Why Unequal Access to Land in Namibia is a Security Risk

Access to Land in Namibia
Since becoming independent in 1990, Namibia has seen steady economic growth, increasing at an average rate of 4.3 percent in the past five years.

However, the country suffers from steep income inequality and poverty rates. Currently, 29.9 percent of Namibians are unemployed, 27.6 percent of households live in poverty and another 13.8 percent live in extreme poverty.

Of a population of 2.2 million, 70 percent are estimated to live in rural areas with limited access to health care, electricity, food and other resources.

According to Focus on Land in Africa, a research group that studies development in the continent, these economic and social imbalances are consequences of more than a century of German colonization and South African apartheid occupation.

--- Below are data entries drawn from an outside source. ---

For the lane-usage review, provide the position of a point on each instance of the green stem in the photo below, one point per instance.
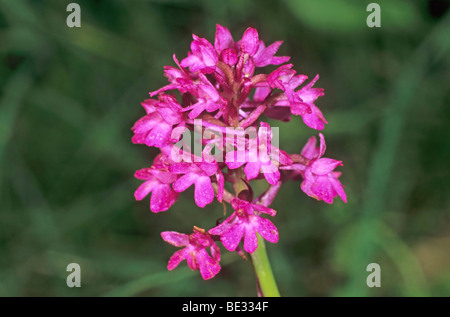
(263, 270)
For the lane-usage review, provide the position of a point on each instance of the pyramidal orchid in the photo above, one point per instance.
(221, 93)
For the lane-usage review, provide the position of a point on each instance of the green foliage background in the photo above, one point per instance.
(69, 97)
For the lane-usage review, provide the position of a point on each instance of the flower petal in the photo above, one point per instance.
(175, 238)
(163, 197)
(204, 192)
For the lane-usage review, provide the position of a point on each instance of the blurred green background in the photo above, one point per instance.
(69, 97)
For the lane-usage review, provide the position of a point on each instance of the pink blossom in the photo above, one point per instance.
(300, 102)
(194, 252)
(155, 129)
(198, 174)
(208, 98)
(157, 181)
(320, 180)
(203, 57)
(245, 222)
(259, 157)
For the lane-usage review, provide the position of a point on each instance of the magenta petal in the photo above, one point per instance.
(267, 230)
(250, 41)
(145, 188)
(232, 237)
(175, 259)
(223, 39)
(163, 197)
(323, 146)
(324, 166)
(207, 265)
(184, 182)
(250, 239)
(322, 189)
(252, 169)
(144, 174)
(229, 56)
(159, 136)
(175, 238)
(220, 186)
(272, 177)
(314, 119)
(264, 209)
(235, 159)
(338, 188)
(309, 150)
(225, 226)
(204, 192)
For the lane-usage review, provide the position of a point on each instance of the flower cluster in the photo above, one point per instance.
(219, 88)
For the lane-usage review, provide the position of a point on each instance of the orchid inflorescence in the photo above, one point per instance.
(222, 99)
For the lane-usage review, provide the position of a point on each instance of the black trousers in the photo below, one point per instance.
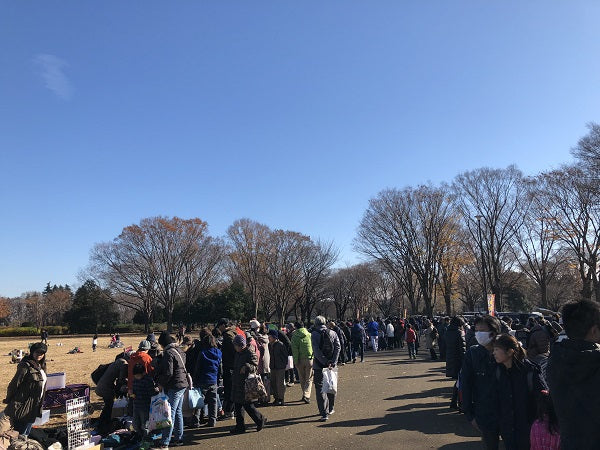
(254, 414)
(228, 405)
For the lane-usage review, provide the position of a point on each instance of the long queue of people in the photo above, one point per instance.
(534, 387)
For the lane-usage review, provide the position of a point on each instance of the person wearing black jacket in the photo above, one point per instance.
(456, 348)
(477, 382)
(574, 377)
(25, 393)
(172, 378)
(228, 333)
(518, 381)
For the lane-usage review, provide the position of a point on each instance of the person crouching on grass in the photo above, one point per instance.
(278, 363)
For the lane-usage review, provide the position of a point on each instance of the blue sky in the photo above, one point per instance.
(293, 114)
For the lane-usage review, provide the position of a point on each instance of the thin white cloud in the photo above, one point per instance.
(52, 71)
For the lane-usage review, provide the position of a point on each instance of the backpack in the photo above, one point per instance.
(326, 344)
(97, 374)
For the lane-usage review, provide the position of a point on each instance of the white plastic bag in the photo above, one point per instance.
(160, 412)
(329, 381)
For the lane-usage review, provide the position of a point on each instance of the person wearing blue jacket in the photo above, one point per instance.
(357, 335)
(373, 329)
(206, 374)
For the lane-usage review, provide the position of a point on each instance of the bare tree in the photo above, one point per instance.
(573, 210)
(283, 270)
(316, 264)
(249, 242)
(408, 228)
(492, 199)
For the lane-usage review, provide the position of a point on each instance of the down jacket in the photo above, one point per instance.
(171, 372)
(25, 392)
(246, 360)
(574, 378)
(456, 348)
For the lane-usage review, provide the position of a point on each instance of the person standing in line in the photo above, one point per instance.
(456, 347)
(373, 329)
(574, 376)
(172, 378)
(478, 382)
(228, 333)
(303, 358)
(411, 339)
(389, 335)
(278, 361)
(143, 388)
(326, 351)
(25, 392)
(245, 362)
(358, 340)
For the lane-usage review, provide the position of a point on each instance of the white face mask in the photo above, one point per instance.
(483, 337)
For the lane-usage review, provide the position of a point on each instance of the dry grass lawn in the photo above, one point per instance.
(77, 367)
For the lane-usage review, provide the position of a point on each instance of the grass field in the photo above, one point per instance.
(77, 367)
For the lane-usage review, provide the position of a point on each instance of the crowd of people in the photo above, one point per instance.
(532, 385)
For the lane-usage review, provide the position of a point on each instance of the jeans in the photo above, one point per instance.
(176, 402)
(304, 367)
(227, 387)
(254, 414)
(106, 415)
(356, 347)
(374, 340)
(211, 404)
(325, 402)
(490, 439)
(140, 417)
(23, 427)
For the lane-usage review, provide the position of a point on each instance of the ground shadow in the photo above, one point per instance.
(429, 421)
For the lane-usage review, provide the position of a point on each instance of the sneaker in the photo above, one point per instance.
(261, 425)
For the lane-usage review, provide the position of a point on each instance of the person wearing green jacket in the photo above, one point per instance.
(303, 358)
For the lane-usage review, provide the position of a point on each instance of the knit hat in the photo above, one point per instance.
(239, 340)
(38, 347)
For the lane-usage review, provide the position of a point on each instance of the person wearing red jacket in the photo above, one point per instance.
(411, 338)
(140, 357)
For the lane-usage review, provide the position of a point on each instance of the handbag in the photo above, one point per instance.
(195, 398)
(187, 374)
(254, 389)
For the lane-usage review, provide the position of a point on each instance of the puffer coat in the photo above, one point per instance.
(247, 360)
(456, 348)
(25, 392)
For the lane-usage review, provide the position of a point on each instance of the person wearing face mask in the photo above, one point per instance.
(574, 376)
(518, 382)
(477, 381)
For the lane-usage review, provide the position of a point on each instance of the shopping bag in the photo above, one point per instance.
(329, 381)
(254, 389)
(195, 398)
(160, 412)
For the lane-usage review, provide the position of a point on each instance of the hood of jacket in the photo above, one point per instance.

Another lasting effect is the unequal access to land in Namibia for those who are not considered elite. Although the country has 820,000 square kilometers of land and a small population for its size, the region’s weather patterns and topography make for some uninhabitable parts, concentrating the population into certain areas.

In 1990, the white minority which made up less than 0.5 percent of the population owned almost all commercial land in Namibia. Shortly after becoming a sovereign state, the government of Namibia introduced comprehensive land reform to alleviate land access inequalities.

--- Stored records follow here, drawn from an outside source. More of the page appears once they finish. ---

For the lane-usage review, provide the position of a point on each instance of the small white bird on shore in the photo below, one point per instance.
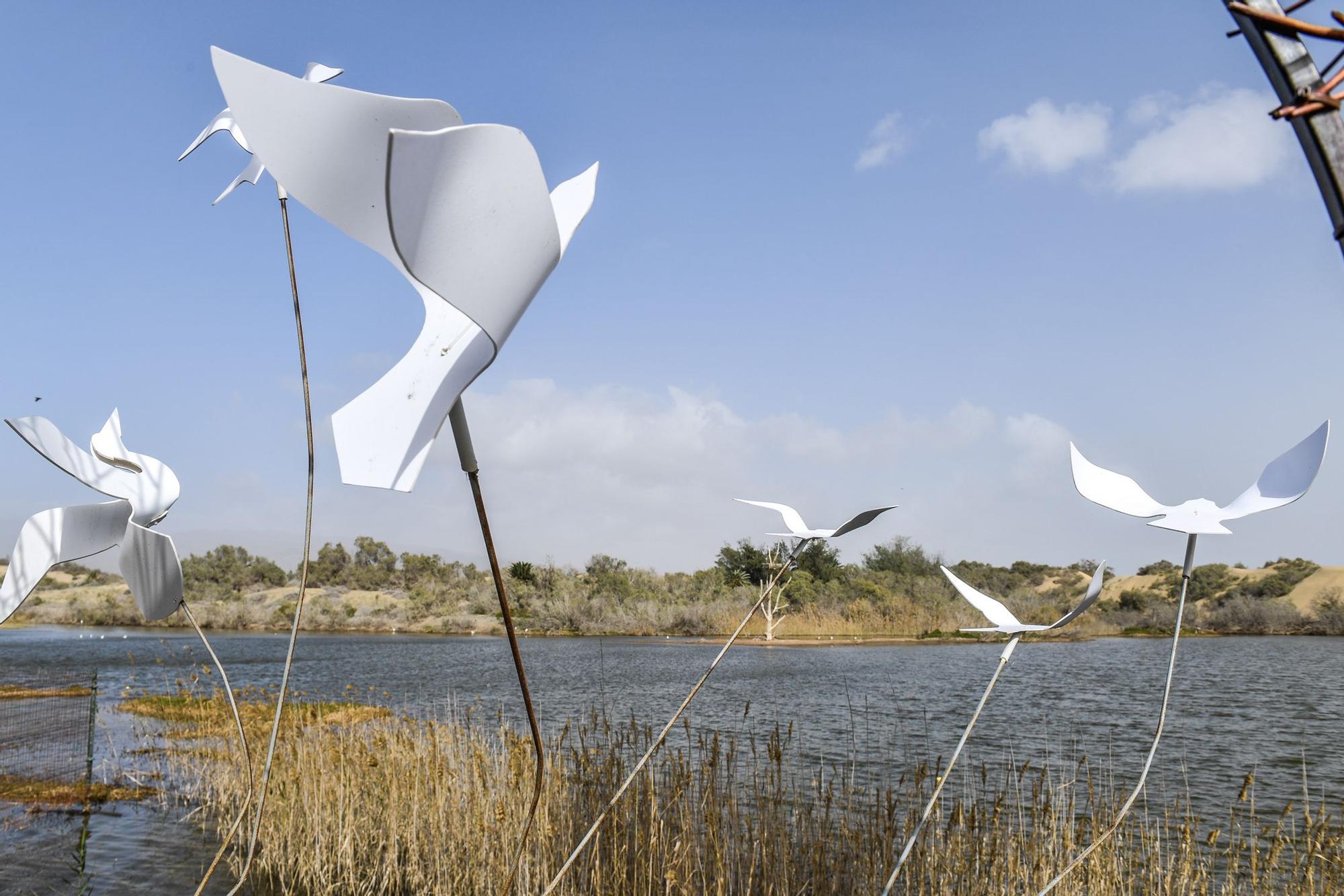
(1003, 619)
(799, 530)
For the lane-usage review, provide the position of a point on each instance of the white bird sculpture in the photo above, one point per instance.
(144, 488)
(1286, 480)
(462, 212)
(1007, 624)
(800, 530)
(1003, 619)
(315, 73)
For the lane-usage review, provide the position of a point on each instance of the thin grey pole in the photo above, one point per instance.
(658, 742)
(943, 780)
(308, 543)
(243, 740)
(1158, 735)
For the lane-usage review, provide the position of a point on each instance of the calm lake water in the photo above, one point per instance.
(1240, 705)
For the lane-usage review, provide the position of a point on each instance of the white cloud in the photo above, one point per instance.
(1049, 139)
(1220, 140)
(885, 143)
(650, 476)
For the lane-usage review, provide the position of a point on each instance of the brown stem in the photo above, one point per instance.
(474, 476)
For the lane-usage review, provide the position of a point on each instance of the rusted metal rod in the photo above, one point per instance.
(1287, 25)
(467, 455)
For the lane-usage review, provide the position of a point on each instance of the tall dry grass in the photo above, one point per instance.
(373, 803)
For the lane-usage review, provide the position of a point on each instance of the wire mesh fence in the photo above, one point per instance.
(46, 725)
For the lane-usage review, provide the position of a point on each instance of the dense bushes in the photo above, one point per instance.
(897, 590)
(229, 572)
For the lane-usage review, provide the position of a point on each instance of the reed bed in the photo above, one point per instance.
(376, 803)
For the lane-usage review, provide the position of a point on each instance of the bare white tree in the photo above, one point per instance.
(773, 604)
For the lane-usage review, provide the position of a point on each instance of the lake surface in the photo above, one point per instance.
(1240, 706)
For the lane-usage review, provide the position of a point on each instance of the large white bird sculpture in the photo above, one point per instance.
(1286, 480)
(1003, 619)
(462, 212)
(800, 530)
(317, 72)
(144, 491)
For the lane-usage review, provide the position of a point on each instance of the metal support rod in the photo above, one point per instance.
(658, 742)
(308, 542)
(1162, 721)
(243, 740)
(467, 455)
(1291, 72)
(943, 780)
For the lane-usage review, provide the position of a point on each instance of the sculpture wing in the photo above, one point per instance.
(1091, 598)
(861, 521)
(153, 572)
(52, 444)
(792, 518)
(1112, 490)
(995, 612)
(224, 122)
(472, 220)
(572, 204)
(1287, 478)
(326, 144)
(56, 537)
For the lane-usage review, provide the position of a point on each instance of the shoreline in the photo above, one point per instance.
(748, 641)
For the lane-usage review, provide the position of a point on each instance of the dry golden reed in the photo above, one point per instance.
(372, 803)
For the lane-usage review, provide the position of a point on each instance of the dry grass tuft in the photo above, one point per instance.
(42, 795)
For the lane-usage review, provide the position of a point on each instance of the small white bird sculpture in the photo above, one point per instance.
(1286, 480)
(799, 530)
(144, 488)
(1003, 619)
(315, 73)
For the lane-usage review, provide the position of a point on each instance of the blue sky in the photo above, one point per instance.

Decades later, unequal access to land in Namibia continues to be an issue, Brigadier General Paul Nathinge of the Namibian Defense Forces warns could be a security risk for the country.

“Namibia is experiencing a serious problem associated with land in terms of housing and resettlement,” Nathinge told New Era. “The majority of the population are for the expropriation of the white-owned farms, which are believed to have been forcefully acquired by the colonisers […].” Nathinge added the government has thus far been unable to resolve the housing crisis for the middle and lower class in urban regions.

Individuals and groups alike have called for the government to prioritize poverty and housing relief in legislation. Nathinge warns of the dangers of public uprisings, class conflicts and racial wars in the name of equality.

He says such extreme measures make Namibians more vulnerable to manmade disasters, both internal and external. A main concern for the country is foreign aggression from developed countries in the form of an economic and military takeover to take advantage of Namibia’s abundant natural resources and geographical features.

Current land reform in Namibia centers around the redistribution of farmland, land rights registration on communal land and land title provisions in urban areas. The Namibian government is working towards redistributing at least 15 million hectares of commercial farmland to previously disadvantaged Namibians by 2020.